The Stormers still can’t seem to threaten a tryline through anything other than their driving maul. That weapon is, in and of itself, a thing of beauty, but they have no strike or X-Factor in the backs. They can take solace that they led the Hurricanes 21-15 at halftime and 28-22 with a quarter to play, but their lineout and maul — strengths previously — failed them at the death, when the game was still there to be won, while poor defensive efforts — from individuals and the team more broadly — were the cause of the Canes’ three tries in the second half. They’ve now lost nine straight outside South Africa, and 10 on end in New Zealand; they’ll wonder whether that would still be true had Eben Etzebeth been fit to play in Wellington, but that question disguises the truth that they lost primarily because of their own failings and inadequacies.

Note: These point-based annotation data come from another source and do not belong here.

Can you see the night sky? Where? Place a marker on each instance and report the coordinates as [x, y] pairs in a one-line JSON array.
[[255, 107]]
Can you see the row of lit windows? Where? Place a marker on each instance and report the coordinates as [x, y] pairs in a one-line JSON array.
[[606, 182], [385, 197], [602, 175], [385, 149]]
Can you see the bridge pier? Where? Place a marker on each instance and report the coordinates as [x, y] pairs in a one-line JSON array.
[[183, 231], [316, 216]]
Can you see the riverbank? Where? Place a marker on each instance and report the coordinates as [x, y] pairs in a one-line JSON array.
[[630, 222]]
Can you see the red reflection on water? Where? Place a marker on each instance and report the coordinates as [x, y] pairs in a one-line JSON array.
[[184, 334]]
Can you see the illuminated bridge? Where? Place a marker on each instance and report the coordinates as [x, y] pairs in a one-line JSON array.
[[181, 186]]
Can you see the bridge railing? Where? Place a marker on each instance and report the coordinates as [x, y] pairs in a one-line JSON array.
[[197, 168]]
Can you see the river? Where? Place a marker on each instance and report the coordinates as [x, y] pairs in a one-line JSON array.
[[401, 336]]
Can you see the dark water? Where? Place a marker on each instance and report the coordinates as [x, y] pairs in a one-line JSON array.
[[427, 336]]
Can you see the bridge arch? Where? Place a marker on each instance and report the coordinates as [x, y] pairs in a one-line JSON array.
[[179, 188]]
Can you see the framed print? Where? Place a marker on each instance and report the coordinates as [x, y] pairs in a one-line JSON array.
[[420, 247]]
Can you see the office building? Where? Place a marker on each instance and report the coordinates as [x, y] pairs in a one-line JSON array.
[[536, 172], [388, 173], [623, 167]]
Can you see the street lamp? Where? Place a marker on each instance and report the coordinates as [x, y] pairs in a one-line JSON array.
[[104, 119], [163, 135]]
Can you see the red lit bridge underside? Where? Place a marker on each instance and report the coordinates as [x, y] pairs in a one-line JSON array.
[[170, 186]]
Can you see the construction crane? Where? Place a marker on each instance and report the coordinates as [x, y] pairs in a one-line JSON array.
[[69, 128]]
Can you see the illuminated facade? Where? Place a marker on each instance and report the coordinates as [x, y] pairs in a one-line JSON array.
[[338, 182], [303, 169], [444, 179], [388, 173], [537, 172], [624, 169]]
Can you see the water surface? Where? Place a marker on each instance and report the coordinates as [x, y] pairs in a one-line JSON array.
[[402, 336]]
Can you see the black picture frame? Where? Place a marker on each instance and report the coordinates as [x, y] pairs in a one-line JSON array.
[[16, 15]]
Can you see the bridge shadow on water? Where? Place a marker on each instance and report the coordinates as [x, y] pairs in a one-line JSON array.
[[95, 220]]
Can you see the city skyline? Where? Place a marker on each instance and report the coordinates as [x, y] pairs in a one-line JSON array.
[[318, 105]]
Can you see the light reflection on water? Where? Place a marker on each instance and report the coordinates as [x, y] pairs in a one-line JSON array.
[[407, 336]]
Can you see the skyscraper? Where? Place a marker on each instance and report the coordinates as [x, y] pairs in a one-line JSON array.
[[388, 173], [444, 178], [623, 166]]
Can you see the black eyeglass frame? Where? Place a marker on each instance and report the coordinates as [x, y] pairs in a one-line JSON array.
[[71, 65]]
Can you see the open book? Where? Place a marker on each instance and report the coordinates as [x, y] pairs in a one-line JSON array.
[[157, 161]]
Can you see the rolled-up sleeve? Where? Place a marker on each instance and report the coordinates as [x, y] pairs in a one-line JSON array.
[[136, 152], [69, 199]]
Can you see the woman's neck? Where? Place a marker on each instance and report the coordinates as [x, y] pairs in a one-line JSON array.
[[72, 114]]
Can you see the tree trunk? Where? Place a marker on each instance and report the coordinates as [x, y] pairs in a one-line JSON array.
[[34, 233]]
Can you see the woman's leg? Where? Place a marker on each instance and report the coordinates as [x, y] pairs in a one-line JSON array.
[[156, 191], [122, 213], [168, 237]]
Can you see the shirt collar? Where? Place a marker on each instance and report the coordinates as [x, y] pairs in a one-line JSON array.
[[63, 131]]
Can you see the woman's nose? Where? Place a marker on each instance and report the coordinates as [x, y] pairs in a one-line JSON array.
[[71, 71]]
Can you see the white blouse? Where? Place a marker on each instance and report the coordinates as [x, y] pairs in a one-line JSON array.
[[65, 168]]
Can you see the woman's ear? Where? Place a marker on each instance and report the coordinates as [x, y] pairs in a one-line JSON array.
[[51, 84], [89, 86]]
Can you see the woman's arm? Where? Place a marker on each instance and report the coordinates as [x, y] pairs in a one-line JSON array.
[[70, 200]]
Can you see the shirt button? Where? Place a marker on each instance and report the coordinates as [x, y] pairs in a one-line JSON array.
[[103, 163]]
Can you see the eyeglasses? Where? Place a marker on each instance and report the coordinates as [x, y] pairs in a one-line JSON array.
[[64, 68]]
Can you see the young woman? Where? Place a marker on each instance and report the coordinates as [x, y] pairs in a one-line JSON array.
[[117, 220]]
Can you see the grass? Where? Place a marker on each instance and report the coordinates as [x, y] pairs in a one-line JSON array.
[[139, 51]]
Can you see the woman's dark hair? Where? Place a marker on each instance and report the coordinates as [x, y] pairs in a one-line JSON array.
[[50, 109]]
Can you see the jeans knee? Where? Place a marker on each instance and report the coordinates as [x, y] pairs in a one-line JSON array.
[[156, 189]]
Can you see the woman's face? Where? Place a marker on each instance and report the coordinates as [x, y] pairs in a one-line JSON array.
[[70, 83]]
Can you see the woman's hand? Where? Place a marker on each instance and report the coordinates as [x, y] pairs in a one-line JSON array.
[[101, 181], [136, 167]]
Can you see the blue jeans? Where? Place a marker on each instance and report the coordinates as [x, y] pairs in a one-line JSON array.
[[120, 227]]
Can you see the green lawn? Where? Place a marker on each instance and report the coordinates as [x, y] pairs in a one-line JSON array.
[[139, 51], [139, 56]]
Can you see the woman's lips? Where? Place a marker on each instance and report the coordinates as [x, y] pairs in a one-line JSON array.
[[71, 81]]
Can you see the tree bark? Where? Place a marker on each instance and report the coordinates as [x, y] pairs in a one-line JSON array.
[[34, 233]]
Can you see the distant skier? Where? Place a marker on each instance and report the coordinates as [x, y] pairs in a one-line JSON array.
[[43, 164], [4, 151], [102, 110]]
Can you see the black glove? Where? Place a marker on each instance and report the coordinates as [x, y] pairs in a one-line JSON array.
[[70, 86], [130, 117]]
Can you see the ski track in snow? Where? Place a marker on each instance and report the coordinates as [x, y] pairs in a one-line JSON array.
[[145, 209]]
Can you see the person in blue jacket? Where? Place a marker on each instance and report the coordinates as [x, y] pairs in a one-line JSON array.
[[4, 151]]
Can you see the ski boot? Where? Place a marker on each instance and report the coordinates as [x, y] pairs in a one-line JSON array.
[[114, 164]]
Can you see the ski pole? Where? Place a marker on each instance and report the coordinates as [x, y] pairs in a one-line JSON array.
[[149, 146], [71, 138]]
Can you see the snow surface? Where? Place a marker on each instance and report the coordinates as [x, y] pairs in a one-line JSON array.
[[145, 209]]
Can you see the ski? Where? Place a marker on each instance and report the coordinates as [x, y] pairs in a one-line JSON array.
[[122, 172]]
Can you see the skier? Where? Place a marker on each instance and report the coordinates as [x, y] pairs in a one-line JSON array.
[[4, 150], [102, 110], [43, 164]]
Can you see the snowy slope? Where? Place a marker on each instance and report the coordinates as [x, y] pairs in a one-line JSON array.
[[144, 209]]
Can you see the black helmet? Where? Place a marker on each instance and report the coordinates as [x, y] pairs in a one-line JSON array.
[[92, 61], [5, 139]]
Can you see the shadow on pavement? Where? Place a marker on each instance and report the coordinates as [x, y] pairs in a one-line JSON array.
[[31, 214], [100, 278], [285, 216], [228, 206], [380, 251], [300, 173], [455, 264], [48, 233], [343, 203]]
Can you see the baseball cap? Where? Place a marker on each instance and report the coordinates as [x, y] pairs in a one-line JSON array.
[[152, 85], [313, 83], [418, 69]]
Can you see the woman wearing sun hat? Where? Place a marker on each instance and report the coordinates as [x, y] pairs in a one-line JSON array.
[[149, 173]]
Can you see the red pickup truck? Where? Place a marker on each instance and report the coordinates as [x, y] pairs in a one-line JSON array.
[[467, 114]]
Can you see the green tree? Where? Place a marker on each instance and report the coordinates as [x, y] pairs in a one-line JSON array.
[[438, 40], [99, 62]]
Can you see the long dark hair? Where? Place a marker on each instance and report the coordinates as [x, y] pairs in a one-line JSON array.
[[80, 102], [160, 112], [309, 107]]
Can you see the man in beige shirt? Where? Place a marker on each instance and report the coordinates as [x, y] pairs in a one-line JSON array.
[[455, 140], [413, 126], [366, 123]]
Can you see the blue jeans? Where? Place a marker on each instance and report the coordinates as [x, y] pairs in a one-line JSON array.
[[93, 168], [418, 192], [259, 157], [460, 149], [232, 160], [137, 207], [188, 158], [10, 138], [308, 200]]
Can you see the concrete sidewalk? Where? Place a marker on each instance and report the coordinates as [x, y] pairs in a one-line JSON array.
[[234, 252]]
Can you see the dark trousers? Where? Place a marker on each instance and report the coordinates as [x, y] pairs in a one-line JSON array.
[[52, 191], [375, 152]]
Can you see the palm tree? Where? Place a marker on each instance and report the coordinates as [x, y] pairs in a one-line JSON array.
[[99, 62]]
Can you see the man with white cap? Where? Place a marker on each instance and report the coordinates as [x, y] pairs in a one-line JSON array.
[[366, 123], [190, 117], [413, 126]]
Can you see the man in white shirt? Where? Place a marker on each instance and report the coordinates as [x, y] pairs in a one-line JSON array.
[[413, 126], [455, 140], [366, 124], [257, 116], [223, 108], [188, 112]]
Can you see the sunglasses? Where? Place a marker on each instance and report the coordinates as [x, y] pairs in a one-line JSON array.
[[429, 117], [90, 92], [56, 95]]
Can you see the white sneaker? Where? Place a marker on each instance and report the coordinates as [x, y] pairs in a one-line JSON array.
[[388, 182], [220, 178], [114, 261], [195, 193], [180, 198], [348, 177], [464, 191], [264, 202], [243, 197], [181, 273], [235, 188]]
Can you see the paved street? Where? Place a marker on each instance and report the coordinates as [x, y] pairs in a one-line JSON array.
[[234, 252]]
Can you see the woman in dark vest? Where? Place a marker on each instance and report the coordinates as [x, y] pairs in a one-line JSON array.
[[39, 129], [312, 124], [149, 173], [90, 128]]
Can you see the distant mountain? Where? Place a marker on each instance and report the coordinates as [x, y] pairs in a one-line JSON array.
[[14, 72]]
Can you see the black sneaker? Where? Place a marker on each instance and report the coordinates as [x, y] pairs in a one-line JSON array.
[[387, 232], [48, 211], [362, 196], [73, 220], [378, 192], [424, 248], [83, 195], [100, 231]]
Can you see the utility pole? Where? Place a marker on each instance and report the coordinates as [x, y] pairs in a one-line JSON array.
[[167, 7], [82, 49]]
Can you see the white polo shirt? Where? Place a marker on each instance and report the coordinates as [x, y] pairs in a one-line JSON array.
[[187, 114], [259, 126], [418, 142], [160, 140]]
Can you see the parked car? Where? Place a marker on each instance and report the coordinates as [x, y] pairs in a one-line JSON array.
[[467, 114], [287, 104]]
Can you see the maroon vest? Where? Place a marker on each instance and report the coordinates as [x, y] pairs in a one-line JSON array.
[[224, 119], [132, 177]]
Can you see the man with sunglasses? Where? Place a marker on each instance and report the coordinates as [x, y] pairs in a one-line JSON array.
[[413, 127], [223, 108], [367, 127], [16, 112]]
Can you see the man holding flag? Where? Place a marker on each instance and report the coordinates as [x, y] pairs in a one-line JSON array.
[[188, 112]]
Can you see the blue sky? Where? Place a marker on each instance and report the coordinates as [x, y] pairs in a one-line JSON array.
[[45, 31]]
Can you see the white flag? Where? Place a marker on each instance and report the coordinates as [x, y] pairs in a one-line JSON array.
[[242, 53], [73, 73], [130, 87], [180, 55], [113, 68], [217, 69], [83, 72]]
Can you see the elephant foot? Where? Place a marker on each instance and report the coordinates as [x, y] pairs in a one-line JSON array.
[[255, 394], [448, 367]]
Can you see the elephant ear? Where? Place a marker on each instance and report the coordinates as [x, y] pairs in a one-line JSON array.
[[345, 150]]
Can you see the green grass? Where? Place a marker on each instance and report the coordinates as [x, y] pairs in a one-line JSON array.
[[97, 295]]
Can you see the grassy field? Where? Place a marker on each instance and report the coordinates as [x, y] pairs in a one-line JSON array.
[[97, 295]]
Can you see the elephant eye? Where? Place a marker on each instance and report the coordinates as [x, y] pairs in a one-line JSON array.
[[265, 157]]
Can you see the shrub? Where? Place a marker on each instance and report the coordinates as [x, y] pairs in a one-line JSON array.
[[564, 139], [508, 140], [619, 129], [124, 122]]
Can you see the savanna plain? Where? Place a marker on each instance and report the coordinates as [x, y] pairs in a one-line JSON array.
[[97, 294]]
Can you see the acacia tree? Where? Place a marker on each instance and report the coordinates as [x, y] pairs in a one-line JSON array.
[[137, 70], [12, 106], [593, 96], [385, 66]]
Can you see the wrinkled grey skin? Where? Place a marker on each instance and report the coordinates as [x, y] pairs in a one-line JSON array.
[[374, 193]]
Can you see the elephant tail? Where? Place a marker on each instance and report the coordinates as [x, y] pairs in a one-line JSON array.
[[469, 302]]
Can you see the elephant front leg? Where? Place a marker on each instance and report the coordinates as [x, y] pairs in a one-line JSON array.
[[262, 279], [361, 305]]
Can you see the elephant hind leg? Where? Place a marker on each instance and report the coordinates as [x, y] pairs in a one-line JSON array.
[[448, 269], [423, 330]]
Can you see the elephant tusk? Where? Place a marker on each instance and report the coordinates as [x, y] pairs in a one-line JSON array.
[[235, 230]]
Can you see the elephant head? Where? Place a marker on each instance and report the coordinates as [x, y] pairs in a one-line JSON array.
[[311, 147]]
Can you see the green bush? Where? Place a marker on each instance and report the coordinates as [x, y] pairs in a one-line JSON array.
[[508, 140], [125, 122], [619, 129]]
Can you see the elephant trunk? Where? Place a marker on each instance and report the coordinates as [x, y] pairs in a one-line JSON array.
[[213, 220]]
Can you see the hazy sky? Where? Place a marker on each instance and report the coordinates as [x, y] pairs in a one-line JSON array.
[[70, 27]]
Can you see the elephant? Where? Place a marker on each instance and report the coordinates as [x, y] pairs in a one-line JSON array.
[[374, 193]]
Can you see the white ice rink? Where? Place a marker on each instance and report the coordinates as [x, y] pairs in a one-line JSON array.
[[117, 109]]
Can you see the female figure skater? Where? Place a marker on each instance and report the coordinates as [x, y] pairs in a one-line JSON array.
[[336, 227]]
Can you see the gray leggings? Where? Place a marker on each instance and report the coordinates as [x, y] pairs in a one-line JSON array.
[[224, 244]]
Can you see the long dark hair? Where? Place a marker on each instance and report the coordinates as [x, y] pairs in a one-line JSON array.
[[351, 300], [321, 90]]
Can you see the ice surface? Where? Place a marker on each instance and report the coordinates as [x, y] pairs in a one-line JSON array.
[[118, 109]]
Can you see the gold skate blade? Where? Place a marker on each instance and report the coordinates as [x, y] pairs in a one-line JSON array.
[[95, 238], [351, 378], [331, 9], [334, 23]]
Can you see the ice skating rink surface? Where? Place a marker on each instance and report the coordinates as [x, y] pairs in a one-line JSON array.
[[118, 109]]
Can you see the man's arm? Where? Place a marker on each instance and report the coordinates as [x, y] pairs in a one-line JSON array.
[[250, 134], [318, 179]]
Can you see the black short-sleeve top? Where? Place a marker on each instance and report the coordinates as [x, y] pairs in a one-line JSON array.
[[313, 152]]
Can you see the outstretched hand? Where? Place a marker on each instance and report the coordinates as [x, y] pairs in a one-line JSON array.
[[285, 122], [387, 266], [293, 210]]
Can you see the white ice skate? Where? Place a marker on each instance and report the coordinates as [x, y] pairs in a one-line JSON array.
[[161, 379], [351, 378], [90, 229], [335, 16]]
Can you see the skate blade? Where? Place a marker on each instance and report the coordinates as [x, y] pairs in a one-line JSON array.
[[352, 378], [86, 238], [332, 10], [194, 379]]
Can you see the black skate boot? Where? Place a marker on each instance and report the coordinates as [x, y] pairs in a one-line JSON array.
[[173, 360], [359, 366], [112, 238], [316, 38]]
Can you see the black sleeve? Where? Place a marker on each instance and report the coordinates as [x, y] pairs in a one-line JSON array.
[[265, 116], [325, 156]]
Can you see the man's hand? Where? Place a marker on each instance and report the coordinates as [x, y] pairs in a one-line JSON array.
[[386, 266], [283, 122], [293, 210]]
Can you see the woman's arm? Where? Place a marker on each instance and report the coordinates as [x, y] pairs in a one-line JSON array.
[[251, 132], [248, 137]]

The Lions beat the Sunwolves 37-24 in another anything-but-memorable encounter in Singapore, and still they don’t convince that they can score enough points against the best teams, or possess the game plan or defensive structures to succeed in a do-or-die fixture when tension does strange things to brains, palms and twitch fibres. But they do have Malcolm Marx, and the hooker and stand-in captain is a one-man force of nature seemingly capable of effecting anything and everything.
And the Sharks still don’t convince that they actually have a game plan; they have wonderful players for sure, they defeated another team that lacked even their own physicality, and Makazole Mapimpi showed again that he is a much more rounded player; but what is their DNA and do they have the raw power to match their conference rivals. They play well against the Australian and New Zealand teams, and that’s great, but it’s form against their South African rivals that ultimately determines their playoff credentials.
The truth going into Round Seven is that South Africa’s sides are not what they showed in Round Six, but perhaps also they’re not what they had seemed in the previous five rounds. And so we look forward to Round Seven when the Stormers play the Blues in Auckland and the Sharks host the Bulls; we think we might be willing to predict what we’ll see.